Que sigue apostando por Fargue o por Reverdy o por Rachilde —de quien nuestro
Rubén escribió: “satánica flor de decadencia, mala como un pecado” (v. Los raros)—, y que publicita una hermosa
plaquette titulada Bibi-la-Bibliste, incomparable composición
que en dos cuartillas —novela minimalista y poemática como ninguna— se eleva
con todos los derechos como pieza imprescindible, adelantándose a Dadá (bumbum, bumbum, bumbum) y sirviendo de manifiesto —avant la lettre— para el grupo de los potassons. Su autora era una joven
inteligente y digna de todo rescate por nuestra parte, Raymonde Linnosier. Es
inevitable, he ahí la literatura francesa que a tantos amamanta…
Hace pocos años he leído otro libro
de similar factura. En este caso se trataba de los testimonios de Sylvia Beach
y sus recuerdos en torno a Shakespeare
and company, como ya se dijo, situada enfrente de La maison des amis des livres. Por eso ahora se me ocurre
recomendar tres libros para completar una trilogía de la culminada vanguardia
literaria parisina. Recupero, pues, París
era una fiesta, de Hemingway, y esos dos libros testimoniales —cuyos
títulos responden al nombre de la tienda, en el caso de la americana, y al de
la calle, en el de la francesa— de dos amigas, vecinas, amantes, confidentes, apasionadas
alumnas, eficaces mecenas y locas por los libros y los escritores y las
escritoras y las vanguardias (avant garde):
Sylvia Beach (la vanguardia anglosajona en Paris) y Adrienne Monnier (la
vanguardia francesa en Paris).
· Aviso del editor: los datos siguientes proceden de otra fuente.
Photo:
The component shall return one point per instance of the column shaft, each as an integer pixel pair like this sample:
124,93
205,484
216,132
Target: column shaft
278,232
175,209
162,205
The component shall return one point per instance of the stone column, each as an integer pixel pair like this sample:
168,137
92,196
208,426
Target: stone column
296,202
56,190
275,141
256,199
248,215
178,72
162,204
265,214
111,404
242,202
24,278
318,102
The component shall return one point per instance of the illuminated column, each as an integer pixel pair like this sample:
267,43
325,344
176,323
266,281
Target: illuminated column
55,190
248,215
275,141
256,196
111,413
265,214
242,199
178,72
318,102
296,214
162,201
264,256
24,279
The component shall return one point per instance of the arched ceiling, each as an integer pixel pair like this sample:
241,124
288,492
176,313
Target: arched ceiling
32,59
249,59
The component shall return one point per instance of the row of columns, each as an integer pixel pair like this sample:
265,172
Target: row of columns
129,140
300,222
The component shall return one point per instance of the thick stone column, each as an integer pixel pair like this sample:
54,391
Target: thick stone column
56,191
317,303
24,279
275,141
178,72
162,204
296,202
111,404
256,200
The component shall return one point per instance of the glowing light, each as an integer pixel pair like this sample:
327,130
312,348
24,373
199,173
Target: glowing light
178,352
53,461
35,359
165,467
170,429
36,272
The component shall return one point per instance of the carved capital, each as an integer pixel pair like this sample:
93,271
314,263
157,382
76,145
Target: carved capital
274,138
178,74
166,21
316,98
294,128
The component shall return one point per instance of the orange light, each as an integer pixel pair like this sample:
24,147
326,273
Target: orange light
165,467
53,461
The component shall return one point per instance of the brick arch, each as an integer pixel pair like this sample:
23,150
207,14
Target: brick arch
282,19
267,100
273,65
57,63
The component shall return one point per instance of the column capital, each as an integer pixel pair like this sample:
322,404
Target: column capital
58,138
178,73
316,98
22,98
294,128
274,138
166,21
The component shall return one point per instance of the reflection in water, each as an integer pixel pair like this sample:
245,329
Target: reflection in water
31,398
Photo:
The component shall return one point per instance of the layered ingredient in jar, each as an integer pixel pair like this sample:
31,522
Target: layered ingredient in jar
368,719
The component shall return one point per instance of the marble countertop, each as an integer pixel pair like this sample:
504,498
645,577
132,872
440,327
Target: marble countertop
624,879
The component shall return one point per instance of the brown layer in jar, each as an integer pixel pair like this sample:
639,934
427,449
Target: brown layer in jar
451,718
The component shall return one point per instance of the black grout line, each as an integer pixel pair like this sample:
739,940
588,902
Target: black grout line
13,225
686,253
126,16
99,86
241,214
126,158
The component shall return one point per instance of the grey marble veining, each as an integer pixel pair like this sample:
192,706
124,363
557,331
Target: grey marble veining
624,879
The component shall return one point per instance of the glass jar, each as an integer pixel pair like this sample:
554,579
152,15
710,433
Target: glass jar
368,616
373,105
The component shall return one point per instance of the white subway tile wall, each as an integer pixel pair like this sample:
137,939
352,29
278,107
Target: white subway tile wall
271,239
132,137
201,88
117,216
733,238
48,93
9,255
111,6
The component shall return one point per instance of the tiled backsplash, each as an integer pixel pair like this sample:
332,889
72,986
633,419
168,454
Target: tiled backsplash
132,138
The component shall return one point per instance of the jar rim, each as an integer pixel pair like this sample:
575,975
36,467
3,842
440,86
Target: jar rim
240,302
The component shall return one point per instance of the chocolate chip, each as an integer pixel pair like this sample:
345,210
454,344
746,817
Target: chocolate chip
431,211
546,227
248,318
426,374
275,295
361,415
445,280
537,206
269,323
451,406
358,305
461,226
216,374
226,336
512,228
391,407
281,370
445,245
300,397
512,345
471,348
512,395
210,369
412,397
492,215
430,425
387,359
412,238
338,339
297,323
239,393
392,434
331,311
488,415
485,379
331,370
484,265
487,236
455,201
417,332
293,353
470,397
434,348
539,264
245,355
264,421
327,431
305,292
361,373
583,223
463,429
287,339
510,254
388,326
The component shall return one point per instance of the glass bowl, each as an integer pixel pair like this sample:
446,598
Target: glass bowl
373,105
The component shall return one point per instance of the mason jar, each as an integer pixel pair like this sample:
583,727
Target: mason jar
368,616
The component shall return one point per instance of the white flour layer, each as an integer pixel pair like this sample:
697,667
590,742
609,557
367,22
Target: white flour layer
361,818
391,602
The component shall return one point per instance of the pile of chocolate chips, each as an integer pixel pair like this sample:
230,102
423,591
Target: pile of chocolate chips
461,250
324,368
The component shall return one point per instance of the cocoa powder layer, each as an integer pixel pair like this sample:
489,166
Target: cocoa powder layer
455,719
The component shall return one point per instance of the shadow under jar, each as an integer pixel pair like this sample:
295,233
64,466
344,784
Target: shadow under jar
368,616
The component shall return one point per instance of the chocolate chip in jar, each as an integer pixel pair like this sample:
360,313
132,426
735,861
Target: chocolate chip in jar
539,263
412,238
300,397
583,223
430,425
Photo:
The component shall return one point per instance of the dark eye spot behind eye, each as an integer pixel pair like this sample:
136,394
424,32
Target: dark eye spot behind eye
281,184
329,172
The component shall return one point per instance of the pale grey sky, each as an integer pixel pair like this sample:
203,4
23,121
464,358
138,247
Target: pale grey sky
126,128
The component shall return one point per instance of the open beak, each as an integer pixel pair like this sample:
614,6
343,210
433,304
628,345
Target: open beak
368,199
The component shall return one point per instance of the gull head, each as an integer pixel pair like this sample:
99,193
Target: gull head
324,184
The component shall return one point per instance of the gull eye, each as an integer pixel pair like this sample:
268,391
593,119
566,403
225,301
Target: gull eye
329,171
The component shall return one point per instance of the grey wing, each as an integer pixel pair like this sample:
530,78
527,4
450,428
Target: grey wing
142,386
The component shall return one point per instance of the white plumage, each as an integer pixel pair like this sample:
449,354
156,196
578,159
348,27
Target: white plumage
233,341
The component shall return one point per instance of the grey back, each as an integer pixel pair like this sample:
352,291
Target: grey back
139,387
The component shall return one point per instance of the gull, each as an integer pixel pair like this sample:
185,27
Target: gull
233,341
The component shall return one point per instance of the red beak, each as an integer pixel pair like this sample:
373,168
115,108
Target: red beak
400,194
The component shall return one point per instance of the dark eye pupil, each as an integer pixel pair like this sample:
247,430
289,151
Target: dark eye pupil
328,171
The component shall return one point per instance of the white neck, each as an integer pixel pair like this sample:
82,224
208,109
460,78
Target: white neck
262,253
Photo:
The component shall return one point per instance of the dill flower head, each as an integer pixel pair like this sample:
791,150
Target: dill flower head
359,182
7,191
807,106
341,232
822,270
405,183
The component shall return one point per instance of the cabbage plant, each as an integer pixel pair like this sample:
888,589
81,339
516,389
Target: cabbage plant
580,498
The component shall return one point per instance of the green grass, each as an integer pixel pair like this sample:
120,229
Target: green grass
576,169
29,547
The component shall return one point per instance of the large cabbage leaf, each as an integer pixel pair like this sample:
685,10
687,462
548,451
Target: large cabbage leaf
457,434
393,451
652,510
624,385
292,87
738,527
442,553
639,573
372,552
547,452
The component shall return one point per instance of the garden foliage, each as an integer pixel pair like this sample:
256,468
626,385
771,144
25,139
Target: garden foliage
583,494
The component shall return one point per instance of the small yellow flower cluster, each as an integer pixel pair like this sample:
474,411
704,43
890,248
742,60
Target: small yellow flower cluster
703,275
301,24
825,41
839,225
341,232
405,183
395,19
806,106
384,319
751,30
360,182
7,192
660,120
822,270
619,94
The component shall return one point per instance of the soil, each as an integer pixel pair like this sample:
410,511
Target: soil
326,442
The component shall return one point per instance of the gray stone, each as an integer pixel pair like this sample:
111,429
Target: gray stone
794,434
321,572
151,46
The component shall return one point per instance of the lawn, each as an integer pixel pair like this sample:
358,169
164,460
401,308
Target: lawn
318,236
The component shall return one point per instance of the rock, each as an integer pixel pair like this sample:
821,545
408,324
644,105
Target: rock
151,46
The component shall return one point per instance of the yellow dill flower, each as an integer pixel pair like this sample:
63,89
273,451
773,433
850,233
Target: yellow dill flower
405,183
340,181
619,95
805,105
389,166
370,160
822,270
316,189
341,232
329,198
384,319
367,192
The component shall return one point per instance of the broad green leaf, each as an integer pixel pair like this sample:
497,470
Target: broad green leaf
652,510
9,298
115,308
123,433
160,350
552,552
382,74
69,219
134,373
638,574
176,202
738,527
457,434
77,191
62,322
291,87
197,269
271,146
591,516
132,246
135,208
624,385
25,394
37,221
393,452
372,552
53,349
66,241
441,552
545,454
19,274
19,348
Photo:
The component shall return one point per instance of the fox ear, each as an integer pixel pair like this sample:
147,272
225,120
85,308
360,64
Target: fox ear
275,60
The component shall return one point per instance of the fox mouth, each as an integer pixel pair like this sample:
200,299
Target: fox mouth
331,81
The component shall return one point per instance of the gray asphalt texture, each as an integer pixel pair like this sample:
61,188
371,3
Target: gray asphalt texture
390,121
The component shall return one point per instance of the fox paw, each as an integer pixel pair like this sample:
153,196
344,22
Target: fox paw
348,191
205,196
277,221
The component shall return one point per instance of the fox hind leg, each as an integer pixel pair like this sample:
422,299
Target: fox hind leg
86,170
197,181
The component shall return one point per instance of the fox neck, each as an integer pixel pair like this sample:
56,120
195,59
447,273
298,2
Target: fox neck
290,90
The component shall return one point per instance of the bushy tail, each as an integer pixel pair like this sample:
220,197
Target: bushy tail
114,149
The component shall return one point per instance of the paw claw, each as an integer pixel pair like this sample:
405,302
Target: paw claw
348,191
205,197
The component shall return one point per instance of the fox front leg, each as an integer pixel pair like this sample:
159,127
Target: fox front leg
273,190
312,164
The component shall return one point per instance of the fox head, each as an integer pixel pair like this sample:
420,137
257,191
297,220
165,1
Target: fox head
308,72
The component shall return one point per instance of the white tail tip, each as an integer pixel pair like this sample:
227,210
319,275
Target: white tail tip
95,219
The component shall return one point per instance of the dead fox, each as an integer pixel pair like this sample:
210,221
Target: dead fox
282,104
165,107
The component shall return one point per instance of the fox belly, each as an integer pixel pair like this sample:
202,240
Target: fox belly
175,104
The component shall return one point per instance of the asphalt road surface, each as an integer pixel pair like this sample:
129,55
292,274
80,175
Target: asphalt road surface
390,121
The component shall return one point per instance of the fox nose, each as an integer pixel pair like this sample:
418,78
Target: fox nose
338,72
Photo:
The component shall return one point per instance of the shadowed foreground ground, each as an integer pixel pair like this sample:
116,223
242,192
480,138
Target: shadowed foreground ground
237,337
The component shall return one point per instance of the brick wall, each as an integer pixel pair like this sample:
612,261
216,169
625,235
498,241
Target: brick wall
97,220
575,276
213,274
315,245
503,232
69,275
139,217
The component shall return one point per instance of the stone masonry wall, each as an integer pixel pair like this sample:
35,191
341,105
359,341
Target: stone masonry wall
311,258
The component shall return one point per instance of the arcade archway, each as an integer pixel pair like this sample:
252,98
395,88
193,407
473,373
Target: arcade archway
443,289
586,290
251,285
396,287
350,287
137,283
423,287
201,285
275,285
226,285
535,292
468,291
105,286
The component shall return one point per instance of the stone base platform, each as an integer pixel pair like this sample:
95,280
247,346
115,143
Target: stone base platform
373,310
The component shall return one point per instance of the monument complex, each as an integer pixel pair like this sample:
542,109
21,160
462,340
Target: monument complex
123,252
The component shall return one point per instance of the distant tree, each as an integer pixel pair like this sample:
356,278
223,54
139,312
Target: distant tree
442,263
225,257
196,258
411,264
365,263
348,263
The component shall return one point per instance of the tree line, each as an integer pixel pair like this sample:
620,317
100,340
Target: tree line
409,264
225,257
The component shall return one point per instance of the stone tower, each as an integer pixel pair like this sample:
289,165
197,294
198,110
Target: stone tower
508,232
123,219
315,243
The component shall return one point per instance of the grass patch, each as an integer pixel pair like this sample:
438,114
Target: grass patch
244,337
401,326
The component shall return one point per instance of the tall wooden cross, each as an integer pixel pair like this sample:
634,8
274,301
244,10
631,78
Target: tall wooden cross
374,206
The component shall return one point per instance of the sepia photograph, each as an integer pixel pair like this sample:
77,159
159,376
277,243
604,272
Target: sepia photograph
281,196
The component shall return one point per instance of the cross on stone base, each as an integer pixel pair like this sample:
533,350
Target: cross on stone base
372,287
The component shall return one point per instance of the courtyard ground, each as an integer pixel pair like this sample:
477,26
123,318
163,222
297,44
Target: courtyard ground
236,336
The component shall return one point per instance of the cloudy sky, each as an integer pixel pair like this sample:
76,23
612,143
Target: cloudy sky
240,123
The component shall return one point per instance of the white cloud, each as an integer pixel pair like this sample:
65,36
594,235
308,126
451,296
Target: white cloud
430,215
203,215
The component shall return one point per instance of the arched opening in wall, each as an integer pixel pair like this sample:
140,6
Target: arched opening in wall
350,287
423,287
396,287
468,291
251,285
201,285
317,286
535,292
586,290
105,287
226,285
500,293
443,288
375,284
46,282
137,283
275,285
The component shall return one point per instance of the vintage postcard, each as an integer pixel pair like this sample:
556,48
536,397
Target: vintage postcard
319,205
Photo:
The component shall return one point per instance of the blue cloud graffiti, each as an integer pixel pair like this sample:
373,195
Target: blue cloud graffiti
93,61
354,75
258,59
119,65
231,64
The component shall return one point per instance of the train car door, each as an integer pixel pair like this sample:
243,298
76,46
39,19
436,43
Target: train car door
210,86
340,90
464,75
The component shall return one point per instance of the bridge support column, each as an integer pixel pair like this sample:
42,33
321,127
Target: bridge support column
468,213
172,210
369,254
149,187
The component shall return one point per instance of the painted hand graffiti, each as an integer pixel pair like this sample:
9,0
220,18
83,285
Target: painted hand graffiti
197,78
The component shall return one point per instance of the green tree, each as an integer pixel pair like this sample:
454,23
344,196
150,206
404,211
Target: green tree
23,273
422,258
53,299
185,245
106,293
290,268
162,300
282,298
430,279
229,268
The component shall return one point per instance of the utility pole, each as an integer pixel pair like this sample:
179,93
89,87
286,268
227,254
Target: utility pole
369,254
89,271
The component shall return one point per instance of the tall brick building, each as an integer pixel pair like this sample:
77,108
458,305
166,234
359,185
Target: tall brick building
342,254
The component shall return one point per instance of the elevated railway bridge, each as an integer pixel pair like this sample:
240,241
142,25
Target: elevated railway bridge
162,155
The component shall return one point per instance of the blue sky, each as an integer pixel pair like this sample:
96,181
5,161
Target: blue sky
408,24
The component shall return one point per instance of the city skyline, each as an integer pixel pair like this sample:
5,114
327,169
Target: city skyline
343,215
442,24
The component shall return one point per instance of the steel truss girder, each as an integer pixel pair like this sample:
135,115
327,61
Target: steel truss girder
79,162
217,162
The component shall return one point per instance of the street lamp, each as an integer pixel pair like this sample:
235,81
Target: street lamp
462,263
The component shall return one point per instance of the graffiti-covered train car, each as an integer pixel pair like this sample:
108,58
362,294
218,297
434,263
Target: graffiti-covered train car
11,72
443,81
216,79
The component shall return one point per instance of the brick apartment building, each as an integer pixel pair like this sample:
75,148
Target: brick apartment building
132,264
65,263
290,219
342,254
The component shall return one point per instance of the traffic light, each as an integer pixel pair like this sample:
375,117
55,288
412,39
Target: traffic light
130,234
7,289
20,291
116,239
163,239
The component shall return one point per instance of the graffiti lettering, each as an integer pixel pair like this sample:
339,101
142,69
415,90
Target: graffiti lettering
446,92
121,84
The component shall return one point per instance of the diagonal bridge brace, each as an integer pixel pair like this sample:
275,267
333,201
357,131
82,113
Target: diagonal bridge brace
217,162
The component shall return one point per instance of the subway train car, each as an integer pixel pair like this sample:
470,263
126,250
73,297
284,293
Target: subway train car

Por eso hemos de ver la pequeña rue l´Odeon como
el pasillo de una casa particular, benefactora y punto menos que celestial, con
puertas a ambos lados que dan a habitaciones repletas no tanto de libros como
de proyectos e ilusiones que han servido de salvaguarda de una literatura
universal e irrepetible por desgracia. Una literatura y una atmósfera. Fue en
otro tiempo, lo sabemos, pero se nos ofrece el porvenir, porque estas cosas,
mientras estemos vivos, tienen lugar en una espiral llamada Laberinto que gira
en nuestro interior. Mientras estemos vivos... Es por eso que el pasillo de la
casa pertenece a mi brumoso mundo anhelado, y a esas dos mujeres-madres se lo
debo en buena medida.
En 1955 la Monnier, que padecía el
síndrome de Ménière, se suicidó. Un año después nacía un servidor y treinta
años después, treinta años atrás o treinta años quietos, surgía el reencuentro
en la rue l´Odeon, reencuentro que hoy añoramos con la esperanza de que una
eternidad por delante nos permita sustentar la liviana emoción de homenajear
entre versos y silencios musicados por Satie a nuestra querida Adrienne la Francesa, como la llamaba
cariñosamente Saint-John Perse. Ella lo dijo: “El negro es el negro y la
noche”.
Fernando Fonseca
Rue de l´Odeon, Adrienne Monier, Edic. Gallo Nero. 249 págs.
Rue de l´Odeon, Adrienne Monier, Edic. Gallo Nero. 249 págs.